The method of protecting an electrode according to. 7. An electrode film made of aluminum, tantalum, or titanium is formed on a piezoelectric ceramic substrate by vapor deposition or sputtering, and a treatment for imparting adhesiveness is performed, and then polyparaxylylene or a polyparaxylylene derivative thereof is prepared by a vapor phase synthesis method. A resin film made of a derivative is formed , and then the resin
A method for protecting an electrode , further comprising subjecting an oil film to plasma treatment . 8. An electrode film made of aluminum, tantalum or titanium is formed on a piezoelectric ceramic substrate,
After performing a treatment for imparting adhesiveness, a resin coating film made of polyparaxylylene or a derivative thereof is formed by a vapor phase synthesis method, and then a plasma treatment is applied to the resin coating method. . 9. A polyparaxylylene or a derivative thereof formed by a vapor phase synthesis method after performing an electrode film made of aluminum, tantalum or titanium on a piezoelectric ceramic substrate by vapor deposition or sputtering and a treatment for imparting adhesiveness. the resin coating of possess in this order, the tree
A piezoelectric ceramic element characterized by being subjected to plasma treatment after forming an oil film . 10. A resin film made of polyparaxylylene or a derivative thereof formed on a piezoelectric ceramic substrate by an electrode film made of aluminum, tantalum or titanium and a treatment for imparting adhesiveness and then formed by a vapor phase synthesis method. And the resin coating is subjected to a plasma treatment. 11. The resin coating has a thickness of 1.0 to 10 μm.
11. The piezoelectric ceramic element according to claim 1, wherein the piezoelectric ceramic element is m. 12. The resin coating has a thickness of 1.0 to 10 μm.

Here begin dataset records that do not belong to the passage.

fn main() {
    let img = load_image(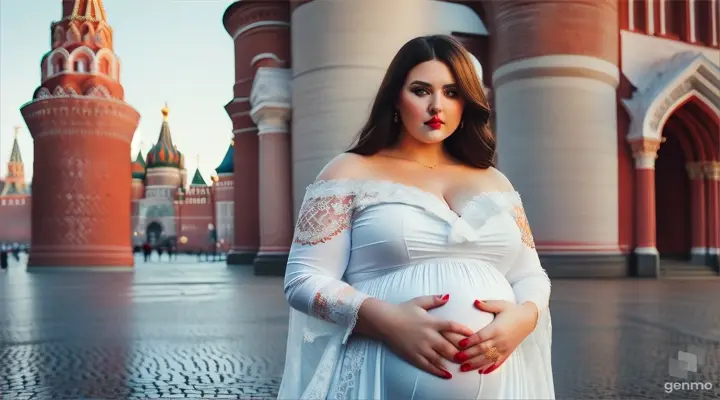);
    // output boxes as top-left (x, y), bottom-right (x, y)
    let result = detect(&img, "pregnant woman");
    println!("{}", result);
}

The method for protecting an electrode according to any one of claims 3 to 8 , wherein m is m. 13. The piezoelectric ceramic substrate is lead zirconate titanate, as claimed in claim 1,
11. The piezoelectric ceramic element according to any one of 9 and 10 . 14. The method of claim 3 to 8 wherein the piezoelectric ceramic substrate is characterized in that it is a lead zirconate titanate
The method for protecting an electrode according to any one of 1.